JAKARTA - The content licensing company for music, images, videos, and other datasets used in artificial intelligence system training has formed the first trading group in the sector, announced on Wednesday, June 26.

The Dataset Provider Alliance (DPA) will advocate "an ethical data source" in AI system training, including the rights of people described in the dataset and intellectual property rights protection of content owners, according to a statement from the company.

Founder members include US music dataset company Rightsify; image licensing service, viceual; Japanese stock photo provider Pixta; and German-based data market Datarade.

The emergence of a generative AI technology that has been able to mimic human creativity in recent years has sparked protests from content creators and a series of copyright lawsuits against tech companies such as Google, Meta, and ChatGPT maker OpenAI, backed by Microsoft.

Developers have trained the model by giving them a large amount of content, many of which are taken from the internet for free without the consent of those who create the work or have the right to it. Tech companies claim that this use is legal, but also secretly pay for access to private content collections to meet certain data needs and avoid legal and regulatory risks.

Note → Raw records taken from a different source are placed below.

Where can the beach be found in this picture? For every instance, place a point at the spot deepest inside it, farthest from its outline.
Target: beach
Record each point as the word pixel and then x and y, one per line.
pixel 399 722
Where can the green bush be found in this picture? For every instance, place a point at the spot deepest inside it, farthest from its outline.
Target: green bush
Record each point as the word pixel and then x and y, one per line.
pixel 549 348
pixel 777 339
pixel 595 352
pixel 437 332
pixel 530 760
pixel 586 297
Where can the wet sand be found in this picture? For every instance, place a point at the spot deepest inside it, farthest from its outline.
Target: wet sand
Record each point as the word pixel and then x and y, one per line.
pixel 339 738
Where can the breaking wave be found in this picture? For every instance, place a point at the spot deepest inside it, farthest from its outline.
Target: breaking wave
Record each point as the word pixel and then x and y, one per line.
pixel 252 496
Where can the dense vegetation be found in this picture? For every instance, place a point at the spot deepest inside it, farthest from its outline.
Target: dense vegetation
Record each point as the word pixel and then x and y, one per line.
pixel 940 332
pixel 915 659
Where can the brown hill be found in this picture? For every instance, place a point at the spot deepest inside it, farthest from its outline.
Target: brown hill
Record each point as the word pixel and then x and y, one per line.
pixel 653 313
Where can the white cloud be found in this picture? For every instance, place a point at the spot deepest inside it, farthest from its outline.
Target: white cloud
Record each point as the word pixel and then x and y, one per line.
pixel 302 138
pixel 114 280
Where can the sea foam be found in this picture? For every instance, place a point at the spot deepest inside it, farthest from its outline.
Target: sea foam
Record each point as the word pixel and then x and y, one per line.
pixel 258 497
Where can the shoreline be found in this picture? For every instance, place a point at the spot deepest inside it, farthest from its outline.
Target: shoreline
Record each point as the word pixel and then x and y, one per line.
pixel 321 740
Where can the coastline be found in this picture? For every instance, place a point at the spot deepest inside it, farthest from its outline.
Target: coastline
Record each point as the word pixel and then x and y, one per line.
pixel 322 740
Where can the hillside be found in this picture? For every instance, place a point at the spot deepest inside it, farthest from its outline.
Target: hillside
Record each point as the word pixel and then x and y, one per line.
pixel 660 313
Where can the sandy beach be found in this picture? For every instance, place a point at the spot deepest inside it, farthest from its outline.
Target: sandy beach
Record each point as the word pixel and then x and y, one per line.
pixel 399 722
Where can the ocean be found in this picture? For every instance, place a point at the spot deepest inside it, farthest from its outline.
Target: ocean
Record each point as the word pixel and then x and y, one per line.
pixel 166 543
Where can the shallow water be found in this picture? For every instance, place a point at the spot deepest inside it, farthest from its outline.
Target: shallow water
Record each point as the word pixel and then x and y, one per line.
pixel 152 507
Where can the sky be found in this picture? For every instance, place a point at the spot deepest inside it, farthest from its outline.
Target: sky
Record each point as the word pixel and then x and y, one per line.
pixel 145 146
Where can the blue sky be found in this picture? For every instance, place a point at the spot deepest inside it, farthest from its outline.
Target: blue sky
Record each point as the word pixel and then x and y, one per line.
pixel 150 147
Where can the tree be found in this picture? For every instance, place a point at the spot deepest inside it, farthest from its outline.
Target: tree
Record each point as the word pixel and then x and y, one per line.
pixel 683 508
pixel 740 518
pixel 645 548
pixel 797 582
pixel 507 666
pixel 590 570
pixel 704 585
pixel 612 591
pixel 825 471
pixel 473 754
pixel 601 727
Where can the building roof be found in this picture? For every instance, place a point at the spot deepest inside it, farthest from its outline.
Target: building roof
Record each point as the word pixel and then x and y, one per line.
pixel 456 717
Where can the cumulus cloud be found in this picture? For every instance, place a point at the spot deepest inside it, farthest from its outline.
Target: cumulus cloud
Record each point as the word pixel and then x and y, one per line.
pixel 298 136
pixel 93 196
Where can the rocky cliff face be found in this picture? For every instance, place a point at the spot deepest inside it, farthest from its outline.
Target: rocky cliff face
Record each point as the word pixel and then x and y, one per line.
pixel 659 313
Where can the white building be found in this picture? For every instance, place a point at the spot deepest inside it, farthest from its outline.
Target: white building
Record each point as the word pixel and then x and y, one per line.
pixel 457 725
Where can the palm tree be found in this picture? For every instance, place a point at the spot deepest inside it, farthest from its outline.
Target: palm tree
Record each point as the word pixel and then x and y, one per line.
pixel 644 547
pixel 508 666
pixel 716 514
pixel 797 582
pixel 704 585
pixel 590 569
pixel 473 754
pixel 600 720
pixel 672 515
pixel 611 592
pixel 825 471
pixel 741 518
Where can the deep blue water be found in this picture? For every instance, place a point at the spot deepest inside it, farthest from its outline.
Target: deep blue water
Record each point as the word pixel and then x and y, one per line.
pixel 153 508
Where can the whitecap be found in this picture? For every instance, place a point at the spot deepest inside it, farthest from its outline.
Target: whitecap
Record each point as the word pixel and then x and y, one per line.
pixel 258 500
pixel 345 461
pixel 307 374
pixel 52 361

The prospect that licensed data requests will increase if copyright owners win in their legal battle has prompted the emergence of a new industry of companies that pack content and sell access to it for use by AI systems. As a result, groups have been set up to set ethical standards for such trades, such as Fairly Trained, a non-profit organization founded this year that certified models that do not use copyrighted material without a license.

The DPA targets content from the transaction, requiring its members not to sell text data obtained by exploring webs or audio featuring people's voices without their explicit consent. The main focus will drive legislation such as the NO FAKES Act, a US law introduced last year to create sanctions for the creation of voice digital replicas or unlicensed similarity, said Alex Bestall, CEO of Rightsify and its subsidiary, GCX, leading the group's founding.

"Advocacy will be a big part of this as everyone has taken their position on AI and copyright, but many of these battles have not been resolved and will take time to resolve them," Bestall said.

"The DPA will also encourage the transparency requirements of more training data, such as in the European Union AI Act and a similar US law introduced in April, namely the Generative AI Copyright Disclosure Act," he added.

"We plan to issue a white paper outlining our position in July," he said.